Their chance of getting rehabilitated in the NDA government set up was lost initially with Modi putting age cap on appointment to raise his own team. The four veterans–Advani, Murli Manohar Joshi, Shanta Kumar and Yashwant Sinha–with the tacit support of other party leaders finding difficult to adjust in this regime like Shatrughan Sinha and Ram Jethmalani like non-party friendly actors had publicly sought fixing of accountability for Bihar election defeat.

The Modi-Shah leadership had with much effort managed to silence agitated old guards by addressing their grievance of keeping them in loop in decision making exercise.

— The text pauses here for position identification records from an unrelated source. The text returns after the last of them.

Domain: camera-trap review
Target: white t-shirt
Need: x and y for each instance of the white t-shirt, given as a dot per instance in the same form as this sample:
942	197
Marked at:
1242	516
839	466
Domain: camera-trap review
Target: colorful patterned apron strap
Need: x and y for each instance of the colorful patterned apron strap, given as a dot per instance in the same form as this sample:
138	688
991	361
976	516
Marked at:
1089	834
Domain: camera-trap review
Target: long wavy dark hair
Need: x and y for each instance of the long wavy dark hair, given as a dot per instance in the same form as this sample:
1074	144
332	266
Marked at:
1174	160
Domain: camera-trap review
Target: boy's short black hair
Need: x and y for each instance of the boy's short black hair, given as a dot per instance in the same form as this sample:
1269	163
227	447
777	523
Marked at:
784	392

Keeping their opposition to projection of Modi as the prime ministerial candidate, Advani and Joshi were incapacitated for the first time in their political career and put in a ceremonial guiding body, the “Mardarshak Mandal.”

But the same lot of the fatigued old and the disgruntled middle-aged leaders within the party sensed another opportunity in the revival of Kirti Azad versus Arun Jaitley tiff that had its seed in cricket administration control to snipe at the leadership.

Azad was suspended for indulging in anti-party activities by accusing Finance Minister Arun Jaitley of being involved in DDCA corruption case despite being cautioned against it by Shah.

But, other perpetual loudmouths of the party, the most vocal rebel being Shatrughan, have been spared since a section of the leaders believe that they should not be martyred by punishment.

Some party leaders are of the view that the leadership was also hesitant that mass action against leaders would encourage fence sitters to join the internal tussle and cast a cloud on regime change in the party.

The change in the BJP script in less than a year, from winners  to squabblers, without any external push is what political observers believe the ruling party needs to address otherwise it will end up strengthening non-NDA political forces without rival’s efforts.

Year 2015 had arrived with buoyant baggage for the BJP. The year before, the party was on a roll winning every election it had contested, be it the Lok Sabha, in Maharashtra, Haryana and Jharkhand with “Brand Modi” as its mascot.

More overwhelming for the party was venturing into areas it had never dreamt of, forming a coalition government in Muslim-dominated Jammu & Kashmir with the help of ideologically opposed PDP.

For Modi, there are two challenges in 2016. First, to ensure development initiatives delivers dividends and the second will be getting back to winning ways since five states–West Bengal, Punjab, Kerala, Tamil Nadu and Assam–go to polls next year.

With Modi setting the template of development politics, his government’s achievements will impact electoral outcomes even if the BJP decides to contest with fresh faces.